More. I tried to run cregen (standalone and with default parameters except adding ---notopo) on an ensemble of unique conformers produced by CREST itself and..... some conformers are discarded as "clashes"! This is meaningless. Isn't CREST using exactly the same filtering procedure?

Even more. Runs with exactly the same parameters can give different results and sometimes no conformers are discarded at all! This is puzzling. I attach the output files of 20 consecutive runs. Some explanation:

"crest_conformersall.xyz" contains the 23 conformers to be sorted; they were obtained by conformational sampling using CREST and starting from "CoLpysorted_preopt.xyz", which is also used as the reference structure in cregen (by the way, why is this needed in combination with --notopo?)

"cregen_fpnew.sh" is the shell file used to launch the 20 identical runs.

You will see that sometimes 3 conformers are discarded as clashes, sometimes they are not.... What's wrong?

cregen.zip

andreacornia commented 1 month ago

This is another example on a much bigger ensemble (1575 conformers). Again, two different outputs are obtained in consecutive runs:

cregen1.out, with 99 unique conformers and 358 removed "clashes"; cregen2.out, with 125 unique conformers and no "clashes".

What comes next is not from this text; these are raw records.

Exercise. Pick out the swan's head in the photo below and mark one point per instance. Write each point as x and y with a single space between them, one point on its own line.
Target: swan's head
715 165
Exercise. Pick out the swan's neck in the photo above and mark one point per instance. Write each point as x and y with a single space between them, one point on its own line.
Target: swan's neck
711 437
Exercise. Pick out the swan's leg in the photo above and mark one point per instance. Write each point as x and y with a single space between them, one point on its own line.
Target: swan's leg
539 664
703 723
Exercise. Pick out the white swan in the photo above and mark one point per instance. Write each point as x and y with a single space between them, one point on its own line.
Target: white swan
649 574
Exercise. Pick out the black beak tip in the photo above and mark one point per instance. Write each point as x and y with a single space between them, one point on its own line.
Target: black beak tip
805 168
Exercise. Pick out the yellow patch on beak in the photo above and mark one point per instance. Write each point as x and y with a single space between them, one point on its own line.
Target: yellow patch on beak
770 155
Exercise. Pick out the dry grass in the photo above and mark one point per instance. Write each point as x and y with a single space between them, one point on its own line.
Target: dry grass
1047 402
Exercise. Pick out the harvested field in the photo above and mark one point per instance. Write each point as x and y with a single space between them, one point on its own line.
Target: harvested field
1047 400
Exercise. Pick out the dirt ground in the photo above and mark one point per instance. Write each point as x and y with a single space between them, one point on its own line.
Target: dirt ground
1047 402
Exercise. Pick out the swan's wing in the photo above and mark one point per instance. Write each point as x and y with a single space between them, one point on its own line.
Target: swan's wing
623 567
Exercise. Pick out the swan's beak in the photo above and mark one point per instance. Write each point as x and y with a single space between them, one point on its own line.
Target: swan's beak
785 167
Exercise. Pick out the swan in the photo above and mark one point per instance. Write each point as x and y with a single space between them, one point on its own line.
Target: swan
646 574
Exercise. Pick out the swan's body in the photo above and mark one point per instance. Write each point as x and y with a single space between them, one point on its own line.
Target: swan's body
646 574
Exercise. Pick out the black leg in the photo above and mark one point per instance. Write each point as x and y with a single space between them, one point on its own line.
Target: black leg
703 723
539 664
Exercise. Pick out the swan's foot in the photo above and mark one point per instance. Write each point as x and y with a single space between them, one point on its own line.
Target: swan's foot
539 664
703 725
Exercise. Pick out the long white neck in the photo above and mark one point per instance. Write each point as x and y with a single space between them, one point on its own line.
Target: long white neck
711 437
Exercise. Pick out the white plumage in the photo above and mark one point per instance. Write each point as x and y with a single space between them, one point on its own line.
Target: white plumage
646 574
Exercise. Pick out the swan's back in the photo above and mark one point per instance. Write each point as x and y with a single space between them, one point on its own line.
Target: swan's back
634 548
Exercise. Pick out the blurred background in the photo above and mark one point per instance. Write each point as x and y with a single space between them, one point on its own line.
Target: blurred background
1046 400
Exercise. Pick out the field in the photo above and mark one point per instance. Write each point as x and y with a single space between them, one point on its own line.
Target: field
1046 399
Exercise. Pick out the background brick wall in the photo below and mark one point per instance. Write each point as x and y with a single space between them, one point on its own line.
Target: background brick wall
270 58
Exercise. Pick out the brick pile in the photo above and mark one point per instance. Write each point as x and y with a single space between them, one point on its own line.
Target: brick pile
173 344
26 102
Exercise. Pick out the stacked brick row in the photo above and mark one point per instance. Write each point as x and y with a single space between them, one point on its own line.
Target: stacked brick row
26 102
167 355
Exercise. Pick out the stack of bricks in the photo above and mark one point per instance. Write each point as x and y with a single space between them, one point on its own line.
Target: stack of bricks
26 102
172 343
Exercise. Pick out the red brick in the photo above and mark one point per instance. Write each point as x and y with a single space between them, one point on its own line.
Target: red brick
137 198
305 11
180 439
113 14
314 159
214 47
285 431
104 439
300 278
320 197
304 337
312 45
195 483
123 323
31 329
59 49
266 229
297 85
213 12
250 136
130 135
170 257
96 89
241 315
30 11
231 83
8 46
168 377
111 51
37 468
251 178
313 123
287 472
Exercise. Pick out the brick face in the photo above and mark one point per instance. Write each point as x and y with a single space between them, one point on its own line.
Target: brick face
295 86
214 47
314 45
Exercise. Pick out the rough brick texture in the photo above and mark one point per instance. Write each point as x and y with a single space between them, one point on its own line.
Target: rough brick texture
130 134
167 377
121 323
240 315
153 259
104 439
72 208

This example demonstrates that the underlying problem is either "on" or "off", as it affects a very large number of conformers at the same time.

cregen_b.zip

pprcht commented 1 month ago

@andreacornia CREGEN is deterministic. This means if your input is the same, something else is going on that shouldn't. Checking your cregen_b.zip shows what this is: If you look at cregen1.out, right after repeating the command, CREST says it recognized the line: -notopo <x> : ignoring topology on 1 atoms (Co) while this is missing in cregen2.out. Obviously you didn't specify Co in the shell script, but for some (bash-related, maybe?) reason the program thinks so. Consequently, CREGEN then thinks it has topology except for Co in the first calculation, while it ignores all topology in the second. This is what you are observing. I don't understand why the argument parser is trying to interpret seemingly random trailing bits as "Co" or 1, there is obviously nothing there in the command line. An easy "fix" for now would be to move -notopo in front of the --cregen command in your command line. I will investigate if it can be caught in-code.

by the way, why is this needed in combination with --notopo?

Because CREST needs initialization of its environment (system size etc.), which happens formally before parsing the --cregen command.

andreacornia commented 1 month ago

Great! I moved -notopo as you suggested and this solved the problem. Conformers are no longer removed as clashes! Many thanks!